Take housing. Housing is at the core of our economic crisis--bad loans, inflated prices, etc. But even when the housing market was at its peak, many were crying out over the massive problems this causes--uncontrolled suburbanization, air pollution, use of oil, climate change, the paving over of America. These are terrible things. Yet our society privileges housing starts as the gold standard of success. Measuring economic growth through housing starts is a terrible idea--it encourages single family units, unsustainable sprawl, and climate change. Moreover, what do housing starts mean in terms of satisfaction in life? Wouldn't other measurements do a much better job of measuring people's satisfaction and the overall health of society? Instead, we need to promote multifamily housing, small spaces with community gardens, parks, and green space, and vibrant urban centers and then find a way to take their measurements to judge how we are doing.
The Japanese people interviewed in the story don't seem unhappy, though unemployment problems persist that cannot be ignored. If people want to conserve, regardless of the reasons why, shouldn't society promote that instead of calling it a problem that threatens to undermine the future?

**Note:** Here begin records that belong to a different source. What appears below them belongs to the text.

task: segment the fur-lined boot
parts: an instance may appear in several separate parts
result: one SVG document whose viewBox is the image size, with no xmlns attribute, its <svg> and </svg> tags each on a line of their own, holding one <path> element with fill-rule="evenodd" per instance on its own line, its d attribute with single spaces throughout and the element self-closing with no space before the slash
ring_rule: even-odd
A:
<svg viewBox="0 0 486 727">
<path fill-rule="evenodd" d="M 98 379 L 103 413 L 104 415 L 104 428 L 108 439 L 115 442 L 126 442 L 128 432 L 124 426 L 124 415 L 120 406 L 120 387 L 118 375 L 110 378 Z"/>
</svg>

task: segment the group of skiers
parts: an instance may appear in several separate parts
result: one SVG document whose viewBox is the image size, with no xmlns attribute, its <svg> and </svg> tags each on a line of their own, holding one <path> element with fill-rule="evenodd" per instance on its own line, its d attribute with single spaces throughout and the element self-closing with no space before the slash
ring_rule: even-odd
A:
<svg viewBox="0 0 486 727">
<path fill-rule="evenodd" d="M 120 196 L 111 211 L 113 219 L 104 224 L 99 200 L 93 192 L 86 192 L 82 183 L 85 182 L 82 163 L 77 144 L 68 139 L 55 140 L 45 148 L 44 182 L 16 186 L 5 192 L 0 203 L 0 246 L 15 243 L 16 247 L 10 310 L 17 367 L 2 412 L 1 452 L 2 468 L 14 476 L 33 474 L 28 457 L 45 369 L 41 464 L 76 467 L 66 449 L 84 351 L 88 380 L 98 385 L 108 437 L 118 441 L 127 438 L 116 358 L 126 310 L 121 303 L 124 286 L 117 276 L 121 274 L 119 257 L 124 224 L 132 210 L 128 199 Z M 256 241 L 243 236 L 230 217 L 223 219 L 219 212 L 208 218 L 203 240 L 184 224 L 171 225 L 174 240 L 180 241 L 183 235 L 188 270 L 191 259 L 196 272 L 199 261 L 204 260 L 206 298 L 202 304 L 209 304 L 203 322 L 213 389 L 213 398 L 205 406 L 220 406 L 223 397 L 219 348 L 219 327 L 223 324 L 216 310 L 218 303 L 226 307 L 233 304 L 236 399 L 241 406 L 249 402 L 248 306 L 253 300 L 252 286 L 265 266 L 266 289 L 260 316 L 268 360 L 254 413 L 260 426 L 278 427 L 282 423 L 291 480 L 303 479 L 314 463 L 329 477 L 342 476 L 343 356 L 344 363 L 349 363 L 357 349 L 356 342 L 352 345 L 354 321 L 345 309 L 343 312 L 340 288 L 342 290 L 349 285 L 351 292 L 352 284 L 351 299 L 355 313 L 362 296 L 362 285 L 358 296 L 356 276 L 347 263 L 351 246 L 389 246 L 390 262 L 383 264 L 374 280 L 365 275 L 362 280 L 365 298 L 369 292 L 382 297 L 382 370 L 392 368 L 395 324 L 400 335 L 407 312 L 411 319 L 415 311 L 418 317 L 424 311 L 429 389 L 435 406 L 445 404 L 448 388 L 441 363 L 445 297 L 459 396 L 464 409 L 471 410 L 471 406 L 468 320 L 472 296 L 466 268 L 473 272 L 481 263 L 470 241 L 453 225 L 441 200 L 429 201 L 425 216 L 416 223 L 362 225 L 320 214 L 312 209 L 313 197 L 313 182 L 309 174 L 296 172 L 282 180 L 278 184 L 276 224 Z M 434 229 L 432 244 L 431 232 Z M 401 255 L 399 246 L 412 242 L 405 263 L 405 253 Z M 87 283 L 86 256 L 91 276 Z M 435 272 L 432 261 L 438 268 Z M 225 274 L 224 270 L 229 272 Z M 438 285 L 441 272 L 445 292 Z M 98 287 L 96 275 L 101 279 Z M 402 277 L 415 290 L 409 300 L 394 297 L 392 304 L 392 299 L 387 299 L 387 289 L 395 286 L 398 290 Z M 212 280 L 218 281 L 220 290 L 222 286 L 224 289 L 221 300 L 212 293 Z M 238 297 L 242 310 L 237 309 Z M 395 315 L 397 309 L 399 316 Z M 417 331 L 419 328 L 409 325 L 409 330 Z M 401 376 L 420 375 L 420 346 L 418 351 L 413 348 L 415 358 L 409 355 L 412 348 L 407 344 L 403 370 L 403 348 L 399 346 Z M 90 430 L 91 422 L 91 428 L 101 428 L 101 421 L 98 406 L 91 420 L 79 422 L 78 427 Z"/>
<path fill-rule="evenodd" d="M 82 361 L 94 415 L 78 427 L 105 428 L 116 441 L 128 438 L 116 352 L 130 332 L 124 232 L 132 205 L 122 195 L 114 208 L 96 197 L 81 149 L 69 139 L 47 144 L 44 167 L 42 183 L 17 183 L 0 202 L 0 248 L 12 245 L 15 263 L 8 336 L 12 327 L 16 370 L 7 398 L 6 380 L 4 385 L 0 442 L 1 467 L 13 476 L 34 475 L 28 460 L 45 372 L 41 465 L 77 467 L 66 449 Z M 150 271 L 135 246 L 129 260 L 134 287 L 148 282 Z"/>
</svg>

That our addiction to unrestrained consumption means constant growth of unsustainable products to survive makes me extraordinarly pessimistic about our future. If the Japanese doing crazy things like not buying new cars every 3 years and reusing water is a disaster, then I just don't know where we are headed as a society. People need jobs and we as a society need to conserve. I feel the only way out is to completely reconsider our values as people and work to make people happy in local communities, working together to ensure a decent standard of living, good health care, safe food, and strong communities for all.
To choose otherwise means complete disaster for civilization within a century at the outside.